I’ve recently been reminded, in no uncertain terms, of the importance of running the “ANALYZE” (or “VACUUM ANALYZE”) command periodically on a PostgreSQL database installation.
Amongst other tables, a production database I administer has three tables: two moderately large tables, A(1) and B, and one quite large one (>700 000 records), C (for “Cross”), which is essentially the full cross product of A and B, with an additional piece of information for each tuple (record). So I’m associating some information with every combination of records from tables A and B.
Queries pulling the data for a single record of A or B worked quickly, as the database engine correctly used a lookup index instead of scanning the entire table. But any query that required records from C corresponding to more than one record of both A and B immediately triggered a sequential scan. So, say, for two records from A, a query that should take at most (2 x 1ms) was taking about 1.5s — nearly a thousand times longer, and very noticeable in applications.

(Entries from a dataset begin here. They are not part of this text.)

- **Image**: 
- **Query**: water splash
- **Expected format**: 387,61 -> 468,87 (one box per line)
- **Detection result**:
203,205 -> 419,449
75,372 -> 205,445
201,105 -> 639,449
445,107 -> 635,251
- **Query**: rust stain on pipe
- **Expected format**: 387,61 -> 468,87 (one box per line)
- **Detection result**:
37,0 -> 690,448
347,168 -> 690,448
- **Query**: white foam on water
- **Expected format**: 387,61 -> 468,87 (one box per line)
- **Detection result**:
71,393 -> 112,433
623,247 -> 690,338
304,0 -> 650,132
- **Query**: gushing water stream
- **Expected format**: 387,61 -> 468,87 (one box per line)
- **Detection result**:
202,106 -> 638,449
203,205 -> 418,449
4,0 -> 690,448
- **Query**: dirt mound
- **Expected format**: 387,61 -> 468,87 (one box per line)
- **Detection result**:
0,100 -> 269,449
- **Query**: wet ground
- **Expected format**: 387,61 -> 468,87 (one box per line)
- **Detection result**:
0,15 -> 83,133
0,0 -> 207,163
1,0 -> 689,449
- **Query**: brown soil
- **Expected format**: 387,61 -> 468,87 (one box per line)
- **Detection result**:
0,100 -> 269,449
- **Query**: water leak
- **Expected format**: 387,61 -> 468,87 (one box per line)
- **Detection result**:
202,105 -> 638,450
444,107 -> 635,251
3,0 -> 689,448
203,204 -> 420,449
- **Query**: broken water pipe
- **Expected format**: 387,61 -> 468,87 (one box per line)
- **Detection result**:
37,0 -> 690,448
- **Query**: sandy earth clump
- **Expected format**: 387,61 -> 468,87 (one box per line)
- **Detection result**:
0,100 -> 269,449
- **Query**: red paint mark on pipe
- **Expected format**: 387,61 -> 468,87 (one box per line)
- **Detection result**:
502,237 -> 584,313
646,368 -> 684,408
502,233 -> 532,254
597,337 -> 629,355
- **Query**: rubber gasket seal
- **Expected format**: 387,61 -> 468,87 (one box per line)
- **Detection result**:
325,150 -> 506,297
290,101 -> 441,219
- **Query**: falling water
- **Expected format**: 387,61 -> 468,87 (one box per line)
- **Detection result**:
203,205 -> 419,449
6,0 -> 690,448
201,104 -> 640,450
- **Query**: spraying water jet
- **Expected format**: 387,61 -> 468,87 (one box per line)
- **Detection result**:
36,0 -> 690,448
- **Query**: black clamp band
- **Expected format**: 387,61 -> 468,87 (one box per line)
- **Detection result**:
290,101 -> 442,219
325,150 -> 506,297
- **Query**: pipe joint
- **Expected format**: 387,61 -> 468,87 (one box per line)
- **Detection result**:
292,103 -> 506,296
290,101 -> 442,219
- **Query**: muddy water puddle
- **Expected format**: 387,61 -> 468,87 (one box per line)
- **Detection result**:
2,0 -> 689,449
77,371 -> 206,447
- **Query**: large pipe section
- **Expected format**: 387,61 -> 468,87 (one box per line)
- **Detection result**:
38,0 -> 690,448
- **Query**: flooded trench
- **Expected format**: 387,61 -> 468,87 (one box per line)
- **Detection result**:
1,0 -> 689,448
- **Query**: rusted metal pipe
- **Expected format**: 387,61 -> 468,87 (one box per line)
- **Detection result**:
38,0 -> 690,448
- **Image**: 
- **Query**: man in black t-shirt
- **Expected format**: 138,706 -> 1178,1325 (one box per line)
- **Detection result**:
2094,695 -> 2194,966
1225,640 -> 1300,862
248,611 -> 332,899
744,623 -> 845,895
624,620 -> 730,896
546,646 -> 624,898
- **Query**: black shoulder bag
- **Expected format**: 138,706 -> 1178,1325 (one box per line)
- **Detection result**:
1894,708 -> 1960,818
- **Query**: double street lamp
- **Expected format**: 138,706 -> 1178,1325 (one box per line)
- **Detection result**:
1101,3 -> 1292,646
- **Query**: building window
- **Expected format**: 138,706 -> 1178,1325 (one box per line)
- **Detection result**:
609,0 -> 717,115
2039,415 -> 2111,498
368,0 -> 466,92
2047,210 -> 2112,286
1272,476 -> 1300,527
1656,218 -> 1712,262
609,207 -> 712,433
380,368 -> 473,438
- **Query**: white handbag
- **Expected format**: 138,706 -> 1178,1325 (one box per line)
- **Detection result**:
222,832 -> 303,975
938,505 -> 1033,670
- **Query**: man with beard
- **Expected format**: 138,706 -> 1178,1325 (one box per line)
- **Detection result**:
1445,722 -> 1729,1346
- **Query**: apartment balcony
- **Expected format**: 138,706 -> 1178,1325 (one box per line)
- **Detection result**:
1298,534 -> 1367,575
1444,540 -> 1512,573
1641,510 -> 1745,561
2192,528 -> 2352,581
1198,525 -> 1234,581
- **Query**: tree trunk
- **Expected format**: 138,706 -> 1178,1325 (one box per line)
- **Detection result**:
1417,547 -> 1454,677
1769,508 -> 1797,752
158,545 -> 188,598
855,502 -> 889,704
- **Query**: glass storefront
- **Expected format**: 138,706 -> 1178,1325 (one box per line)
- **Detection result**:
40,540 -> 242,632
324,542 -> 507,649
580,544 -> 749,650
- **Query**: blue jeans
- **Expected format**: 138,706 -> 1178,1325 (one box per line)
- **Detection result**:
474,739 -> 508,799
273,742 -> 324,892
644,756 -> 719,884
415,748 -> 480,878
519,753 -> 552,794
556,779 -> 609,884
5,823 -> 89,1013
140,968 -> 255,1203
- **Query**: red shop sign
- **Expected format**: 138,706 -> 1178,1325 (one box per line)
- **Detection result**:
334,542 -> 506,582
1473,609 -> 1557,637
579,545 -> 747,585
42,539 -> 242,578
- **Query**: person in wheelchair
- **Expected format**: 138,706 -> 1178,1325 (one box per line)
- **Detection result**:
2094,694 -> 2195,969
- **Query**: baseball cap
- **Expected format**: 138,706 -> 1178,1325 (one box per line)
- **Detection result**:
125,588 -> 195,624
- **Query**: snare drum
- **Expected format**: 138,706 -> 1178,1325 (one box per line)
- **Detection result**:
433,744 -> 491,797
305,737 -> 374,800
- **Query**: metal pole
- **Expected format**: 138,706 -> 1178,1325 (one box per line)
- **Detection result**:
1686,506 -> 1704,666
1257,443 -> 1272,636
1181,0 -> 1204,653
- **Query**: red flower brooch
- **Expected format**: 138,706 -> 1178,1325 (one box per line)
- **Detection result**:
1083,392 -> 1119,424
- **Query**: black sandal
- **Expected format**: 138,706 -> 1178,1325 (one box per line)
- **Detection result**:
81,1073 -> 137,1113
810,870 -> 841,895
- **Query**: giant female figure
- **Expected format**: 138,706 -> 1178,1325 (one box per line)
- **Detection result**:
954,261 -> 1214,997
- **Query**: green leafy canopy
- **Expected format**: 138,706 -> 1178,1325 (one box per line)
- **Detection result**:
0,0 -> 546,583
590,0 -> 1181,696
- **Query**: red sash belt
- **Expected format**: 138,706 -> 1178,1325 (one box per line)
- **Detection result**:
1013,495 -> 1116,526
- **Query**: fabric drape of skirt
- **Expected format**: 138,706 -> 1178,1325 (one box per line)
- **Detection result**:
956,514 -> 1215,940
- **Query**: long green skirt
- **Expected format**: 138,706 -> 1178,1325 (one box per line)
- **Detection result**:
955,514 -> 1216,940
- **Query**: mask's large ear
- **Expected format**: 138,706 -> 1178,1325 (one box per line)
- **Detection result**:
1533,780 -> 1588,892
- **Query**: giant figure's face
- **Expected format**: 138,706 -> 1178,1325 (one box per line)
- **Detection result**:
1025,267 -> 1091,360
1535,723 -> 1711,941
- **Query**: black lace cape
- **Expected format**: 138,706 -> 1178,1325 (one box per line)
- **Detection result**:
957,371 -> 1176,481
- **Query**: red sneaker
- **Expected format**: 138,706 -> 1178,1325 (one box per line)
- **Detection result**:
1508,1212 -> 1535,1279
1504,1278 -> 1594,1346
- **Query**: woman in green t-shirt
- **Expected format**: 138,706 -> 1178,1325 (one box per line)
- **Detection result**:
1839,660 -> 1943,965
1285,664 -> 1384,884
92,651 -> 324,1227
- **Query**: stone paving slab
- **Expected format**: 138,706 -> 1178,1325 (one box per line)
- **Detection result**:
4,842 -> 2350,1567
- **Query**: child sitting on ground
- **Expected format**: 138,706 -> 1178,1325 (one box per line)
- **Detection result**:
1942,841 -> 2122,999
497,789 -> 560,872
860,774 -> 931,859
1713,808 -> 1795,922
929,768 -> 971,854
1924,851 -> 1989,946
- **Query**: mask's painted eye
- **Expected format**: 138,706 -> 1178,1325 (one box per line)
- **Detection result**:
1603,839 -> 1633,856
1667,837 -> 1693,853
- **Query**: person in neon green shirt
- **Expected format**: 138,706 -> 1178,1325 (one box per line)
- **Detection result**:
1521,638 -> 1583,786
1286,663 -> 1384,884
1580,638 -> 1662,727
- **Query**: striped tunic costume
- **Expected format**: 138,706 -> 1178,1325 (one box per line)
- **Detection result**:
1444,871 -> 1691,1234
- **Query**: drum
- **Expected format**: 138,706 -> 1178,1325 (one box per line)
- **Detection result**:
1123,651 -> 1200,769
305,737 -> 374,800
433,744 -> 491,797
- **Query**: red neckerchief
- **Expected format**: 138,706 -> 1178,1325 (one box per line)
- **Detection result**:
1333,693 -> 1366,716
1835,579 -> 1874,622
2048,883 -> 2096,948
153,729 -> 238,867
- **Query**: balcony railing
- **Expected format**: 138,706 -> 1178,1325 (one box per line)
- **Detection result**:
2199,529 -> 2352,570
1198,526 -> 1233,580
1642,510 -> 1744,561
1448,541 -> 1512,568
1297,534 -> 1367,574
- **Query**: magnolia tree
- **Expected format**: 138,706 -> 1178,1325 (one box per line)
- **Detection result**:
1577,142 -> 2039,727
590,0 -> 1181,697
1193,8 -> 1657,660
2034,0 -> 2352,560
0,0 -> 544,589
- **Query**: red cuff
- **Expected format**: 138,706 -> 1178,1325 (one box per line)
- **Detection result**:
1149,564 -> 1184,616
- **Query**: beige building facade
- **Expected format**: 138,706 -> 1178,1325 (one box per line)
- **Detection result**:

Solution 1: Split the queries
One could, of course, handle this problem in the application code, by issuing a seperate query for each record from A, and combining the results in code. But this is really messy, and anyway surely direct data manipulation in PostgreSQL should be faster than PHP’s very flexible but not speedy number handling!
Solution 2: Set enable_seqscan to “off”
My initial research discovered the existence of a connection-wide variable “enable_seqscan”, that can be set to off using
SET enable_seqscan TO off;
Once so set, index scans are always forced. This works, and doesn’t require much additional application code. But it’s a rough tool, as it turns off ALL sequential scans, even those that would in fact be more efficient.
Really, what I wanted was the query analyzer and planner in PostgreSQL to be better — ie., to stop living in a fantasy world where sequential scans on table C were relatively fast. Turns out, however, that my problem was exactly that the planner was in such a world:
Solution 3: Run “ANALYZE”
This command takes a random sampling of rows from each table, to compile statistics about the tables, to help the planner plan. And it turned out I hadn’t run it in ages — in fact, since C had been a much, much smaller table. After running the command (it took a few seconds on over 50 tables), all my queries executed exactly as I wanted them to. Everywhere. A PHP page that took over two seconds to load is now effectively instantaneous, and much elsewhere is far improved.
Needless to say, my crontab now includes a nightly “VACUUM ANALYZE”. Yours should too.
(1)Names have been changed to protect witness confidentiality.